French activity in Morocco began at the end of the nineteenth century.  In 1904 the French government was trying to establish a protectorate over Morocco and had managed to sign two bilateral secret agreements with Britain (8 April 1904, see Entente cordiale) and Spain (7 October 1904), which guaranteed the support of the powers in question in this endeavor. That same year, France sponsored the creation of the Moroccan Debt Administration in Tangier. France and Spain secretly partitioned the territory of the sultanate, with Spain receiving concessions in the far north and south of the country.

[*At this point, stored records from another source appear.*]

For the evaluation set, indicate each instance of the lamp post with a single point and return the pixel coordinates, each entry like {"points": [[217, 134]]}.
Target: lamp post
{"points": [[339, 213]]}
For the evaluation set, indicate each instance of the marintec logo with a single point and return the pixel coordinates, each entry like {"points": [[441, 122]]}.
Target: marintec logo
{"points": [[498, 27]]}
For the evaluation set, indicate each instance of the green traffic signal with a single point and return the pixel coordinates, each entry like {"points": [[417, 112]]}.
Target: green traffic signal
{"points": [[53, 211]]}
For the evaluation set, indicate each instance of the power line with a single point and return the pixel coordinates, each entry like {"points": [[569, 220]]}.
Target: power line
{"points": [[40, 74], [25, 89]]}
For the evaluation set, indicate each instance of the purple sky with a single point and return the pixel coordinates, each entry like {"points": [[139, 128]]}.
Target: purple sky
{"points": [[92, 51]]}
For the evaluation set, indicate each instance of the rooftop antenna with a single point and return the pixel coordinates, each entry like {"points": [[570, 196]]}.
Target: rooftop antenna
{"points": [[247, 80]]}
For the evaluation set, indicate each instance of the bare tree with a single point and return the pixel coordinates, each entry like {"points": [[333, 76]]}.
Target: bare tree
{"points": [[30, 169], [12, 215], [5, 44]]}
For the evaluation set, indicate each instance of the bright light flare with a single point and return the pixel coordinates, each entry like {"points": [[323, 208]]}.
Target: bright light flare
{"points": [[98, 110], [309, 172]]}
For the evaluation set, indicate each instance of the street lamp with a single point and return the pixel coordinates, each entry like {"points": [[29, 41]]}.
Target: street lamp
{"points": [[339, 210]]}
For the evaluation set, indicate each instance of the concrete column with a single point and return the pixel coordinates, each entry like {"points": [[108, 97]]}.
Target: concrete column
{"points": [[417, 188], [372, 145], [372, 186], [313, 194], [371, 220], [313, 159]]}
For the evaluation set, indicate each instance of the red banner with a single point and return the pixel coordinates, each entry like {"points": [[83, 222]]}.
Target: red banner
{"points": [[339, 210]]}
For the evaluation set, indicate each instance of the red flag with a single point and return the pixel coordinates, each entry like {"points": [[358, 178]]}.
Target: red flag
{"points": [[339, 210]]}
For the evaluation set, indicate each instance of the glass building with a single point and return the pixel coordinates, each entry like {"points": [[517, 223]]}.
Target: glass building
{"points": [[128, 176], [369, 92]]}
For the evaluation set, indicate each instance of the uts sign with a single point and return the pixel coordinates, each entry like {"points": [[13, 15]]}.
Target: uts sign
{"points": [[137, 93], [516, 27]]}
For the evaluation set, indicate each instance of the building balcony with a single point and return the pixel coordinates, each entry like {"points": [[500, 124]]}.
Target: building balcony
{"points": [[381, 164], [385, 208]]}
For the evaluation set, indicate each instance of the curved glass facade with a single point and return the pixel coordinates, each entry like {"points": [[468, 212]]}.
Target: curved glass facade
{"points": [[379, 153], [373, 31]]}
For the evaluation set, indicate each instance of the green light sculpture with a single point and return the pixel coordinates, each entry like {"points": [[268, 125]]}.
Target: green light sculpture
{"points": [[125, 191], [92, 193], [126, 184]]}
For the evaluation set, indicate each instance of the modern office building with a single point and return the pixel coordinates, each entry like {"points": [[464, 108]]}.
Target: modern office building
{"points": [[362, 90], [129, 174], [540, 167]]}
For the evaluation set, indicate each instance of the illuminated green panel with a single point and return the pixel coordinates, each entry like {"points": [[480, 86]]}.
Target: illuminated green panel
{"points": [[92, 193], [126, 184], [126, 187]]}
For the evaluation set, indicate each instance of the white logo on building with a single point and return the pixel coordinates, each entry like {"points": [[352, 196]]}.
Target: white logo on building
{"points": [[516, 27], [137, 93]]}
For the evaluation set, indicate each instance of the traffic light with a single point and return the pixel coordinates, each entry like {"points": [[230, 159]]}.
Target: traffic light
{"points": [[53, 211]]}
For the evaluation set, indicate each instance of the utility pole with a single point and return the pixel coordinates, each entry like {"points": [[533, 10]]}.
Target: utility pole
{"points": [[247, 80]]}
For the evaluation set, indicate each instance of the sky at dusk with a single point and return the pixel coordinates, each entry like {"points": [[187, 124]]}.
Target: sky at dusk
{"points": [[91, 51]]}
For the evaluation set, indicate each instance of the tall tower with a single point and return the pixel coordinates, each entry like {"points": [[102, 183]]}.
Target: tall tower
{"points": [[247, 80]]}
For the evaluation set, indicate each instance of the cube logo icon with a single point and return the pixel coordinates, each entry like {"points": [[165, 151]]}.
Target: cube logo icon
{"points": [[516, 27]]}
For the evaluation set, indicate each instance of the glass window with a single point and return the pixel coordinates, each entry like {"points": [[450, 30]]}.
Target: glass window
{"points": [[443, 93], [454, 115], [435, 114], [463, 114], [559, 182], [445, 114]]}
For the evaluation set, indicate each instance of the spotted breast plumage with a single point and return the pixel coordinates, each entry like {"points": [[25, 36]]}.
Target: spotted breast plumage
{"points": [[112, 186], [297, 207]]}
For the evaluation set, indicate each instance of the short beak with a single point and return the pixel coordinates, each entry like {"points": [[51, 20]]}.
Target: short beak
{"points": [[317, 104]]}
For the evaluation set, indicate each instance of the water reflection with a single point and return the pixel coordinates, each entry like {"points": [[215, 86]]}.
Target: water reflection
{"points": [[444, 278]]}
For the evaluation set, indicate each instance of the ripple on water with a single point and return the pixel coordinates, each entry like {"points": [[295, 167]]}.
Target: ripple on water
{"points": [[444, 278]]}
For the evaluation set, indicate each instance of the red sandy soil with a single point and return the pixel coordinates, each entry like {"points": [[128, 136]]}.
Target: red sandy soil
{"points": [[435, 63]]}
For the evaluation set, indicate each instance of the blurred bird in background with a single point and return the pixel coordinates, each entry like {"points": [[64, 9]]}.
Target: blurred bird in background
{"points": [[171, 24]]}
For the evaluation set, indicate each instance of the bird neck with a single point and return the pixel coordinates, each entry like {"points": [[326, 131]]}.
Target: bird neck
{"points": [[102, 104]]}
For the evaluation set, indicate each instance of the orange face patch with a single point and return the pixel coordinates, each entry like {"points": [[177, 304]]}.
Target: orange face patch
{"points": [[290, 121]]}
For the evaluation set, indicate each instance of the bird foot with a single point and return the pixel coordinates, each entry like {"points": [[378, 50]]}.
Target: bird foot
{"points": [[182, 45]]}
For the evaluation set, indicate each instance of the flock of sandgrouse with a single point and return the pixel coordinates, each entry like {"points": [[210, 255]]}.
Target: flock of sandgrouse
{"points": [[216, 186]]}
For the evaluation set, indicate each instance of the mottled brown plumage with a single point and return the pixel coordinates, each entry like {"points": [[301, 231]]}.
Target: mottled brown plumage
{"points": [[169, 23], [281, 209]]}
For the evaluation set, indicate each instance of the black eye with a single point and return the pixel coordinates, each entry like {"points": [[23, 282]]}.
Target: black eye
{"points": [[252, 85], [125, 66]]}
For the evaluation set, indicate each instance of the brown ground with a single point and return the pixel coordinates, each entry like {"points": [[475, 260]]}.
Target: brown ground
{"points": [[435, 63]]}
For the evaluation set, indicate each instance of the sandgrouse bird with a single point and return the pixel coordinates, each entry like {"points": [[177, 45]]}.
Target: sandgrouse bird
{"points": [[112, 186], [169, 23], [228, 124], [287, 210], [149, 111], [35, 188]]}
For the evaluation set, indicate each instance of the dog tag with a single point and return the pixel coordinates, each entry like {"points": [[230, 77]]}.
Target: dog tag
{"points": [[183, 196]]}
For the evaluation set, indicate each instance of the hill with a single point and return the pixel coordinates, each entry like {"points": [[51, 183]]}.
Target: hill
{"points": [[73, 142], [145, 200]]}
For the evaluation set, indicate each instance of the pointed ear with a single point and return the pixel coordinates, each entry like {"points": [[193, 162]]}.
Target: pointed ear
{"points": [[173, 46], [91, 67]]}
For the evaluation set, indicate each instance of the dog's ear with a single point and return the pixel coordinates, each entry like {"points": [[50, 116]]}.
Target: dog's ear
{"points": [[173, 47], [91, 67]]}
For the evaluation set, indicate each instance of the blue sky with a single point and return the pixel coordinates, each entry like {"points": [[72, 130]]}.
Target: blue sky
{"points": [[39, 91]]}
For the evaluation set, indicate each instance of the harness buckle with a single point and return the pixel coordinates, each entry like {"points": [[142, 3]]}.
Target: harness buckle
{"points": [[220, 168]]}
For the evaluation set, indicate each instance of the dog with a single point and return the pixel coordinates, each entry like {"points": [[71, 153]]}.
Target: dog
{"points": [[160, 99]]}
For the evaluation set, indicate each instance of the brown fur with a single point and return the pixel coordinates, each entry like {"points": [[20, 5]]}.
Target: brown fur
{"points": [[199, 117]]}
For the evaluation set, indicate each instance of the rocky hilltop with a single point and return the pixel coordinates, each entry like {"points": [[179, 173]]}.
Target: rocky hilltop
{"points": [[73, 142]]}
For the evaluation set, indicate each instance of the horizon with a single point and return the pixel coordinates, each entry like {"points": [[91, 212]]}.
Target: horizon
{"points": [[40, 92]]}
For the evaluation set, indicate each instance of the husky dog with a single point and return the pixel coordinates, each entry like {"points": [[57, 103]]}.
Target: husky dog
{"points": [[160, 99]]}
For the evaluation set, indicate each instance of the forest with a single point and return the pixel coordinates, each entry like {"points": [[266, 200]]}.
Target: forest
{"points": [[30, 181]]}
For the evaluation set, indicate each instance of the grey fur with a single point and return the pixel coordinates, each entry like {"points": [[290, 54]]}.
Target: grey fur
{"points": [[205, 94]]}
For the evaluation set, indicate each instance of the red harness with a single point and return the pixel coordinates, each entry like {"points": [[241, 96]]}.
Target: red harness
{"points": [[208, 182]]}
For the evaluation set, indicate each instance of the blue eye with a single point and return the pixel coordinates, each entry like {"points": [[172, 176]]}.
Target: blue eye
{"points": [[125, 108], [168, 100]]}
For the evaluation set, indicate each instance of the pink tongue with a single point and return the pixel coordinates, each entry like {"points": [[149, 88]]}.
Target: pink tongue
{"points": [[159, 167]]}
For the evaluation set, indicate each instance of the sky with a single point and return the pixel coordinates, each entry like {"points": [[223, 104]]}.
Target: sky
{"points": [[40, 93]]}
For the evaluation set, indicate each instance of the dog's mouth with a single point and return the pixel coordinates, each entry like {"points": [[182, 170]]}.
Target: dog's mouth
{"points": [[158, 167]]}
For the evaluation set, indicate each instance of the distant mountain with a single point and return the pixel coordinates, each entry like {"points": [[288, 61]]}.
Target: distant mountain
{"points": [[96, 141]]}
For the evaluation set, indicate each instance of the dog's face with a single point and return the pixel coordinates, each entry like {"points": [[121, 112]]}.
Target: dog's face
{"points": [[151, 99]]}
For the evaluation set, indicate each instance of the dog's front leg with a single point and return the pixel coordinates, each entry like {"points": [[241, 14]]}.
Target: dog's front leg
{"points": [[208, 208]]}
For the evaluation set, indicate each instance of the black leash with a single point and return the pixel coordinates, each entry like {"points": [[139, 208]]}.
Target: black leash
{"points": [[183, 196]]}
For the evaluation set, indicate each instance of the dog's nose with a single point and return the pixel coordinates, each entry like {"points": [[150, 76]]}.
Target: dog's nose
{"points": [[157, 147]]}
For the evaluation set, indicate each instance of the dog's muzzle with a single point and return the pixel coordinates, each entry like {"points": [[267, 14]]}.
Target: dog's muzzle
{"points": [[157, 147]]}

First Moroccan Crisis: March 1905 – May 1906

The First Moroccan Crisis grew out of the imperial rivalries of the great powers, in this case, between Germany on one side and France, with British support, on the other. Germany took immediate diplomatic action to block the new accord from going into effect, including the dramatic visit of Wilhelm II to Tangier in Morocco on 31 March 1905. Kaiser Wilhelm tried to get Morocco's support if they went to war with France or Britain, and gave a speech expressing support for Moroccan independence, which amounted to a provocative challenge to French influence in Morocco.

In 1906 the Algeciras Conference was held to settle the dispute, and Germany accepted an agreement in which France agreed to yield control of the Moroccan police, but otherwise retained effective control of Moroccan political and financial affairs. Although the Algeciras Conference temporarily solved the First Moroccan Crisis it only worsened international tensions between the Triple Alliance and the Triple Entente.

French invasion

The French military conquest of Morocco began in the aftermath of Émile Mauchamp's assassination in Marrakesh on 19 March 1907. In the French press, his death was characterized as an "unprovoked and indefensible attack from the barbarous natives of Morocco." Hubert Lyautey seized his death as a pretext to invade Oujda from the east.

In the summer of 1907, tribes of the Chaouia led a revolt against the application of terms in the 1906 Treaty of Algeciras in Casablanca, killing 9 European laborers working on the rail line between the port and a quarry in Roches Noires. The French responded with a naval bombardment of Casablanca from 5–7 August, and went on to occupy and "pacify" Casablanca and the Chaouia plain, marking the beginning of the French invasion from the west.

Hafidiya

Abdelaziz did virtually nothing in response to French aggressions and occupation of Oujda and the Chaouia. As a result, there was growing pressure jihad in defense of Morocco, particularly from Muhammad al-Kattani and the people of Fes. After the southern aristocrats pledged support to the sultan's brother, Abd al-Hafid, the people of Fes also pledged their support, though qualified by an unprecedented Conditional Bay'ah. France supported Abdelaziz and promoted him in their propaganda newspaper Es-Saada ().

Agadir Crisis

In 1911, a rebellion broke out in Morocco against the Sultan, Abdelhafid. By early April 1911, the Sultan was besieged in his palace in Fez and the French prepared to send troops to help put down the rebellion under the pretext of protecting European lives and property. The French dispatched a flying column at the end of April 1911 and Germany gave approval for the occupation of the city. Moroccan forces besieged the French-occupied city. Approximately one month later, French forces brought the siege to an end. On 5 June 1911 the Spanish occupied Larache and Alcazaquibir (Ksar-el-Kebir). On 1 July 1911 the German gunboat Panther arrived at the port of Agadir. There was an immediate reaction from the French, supported by the British.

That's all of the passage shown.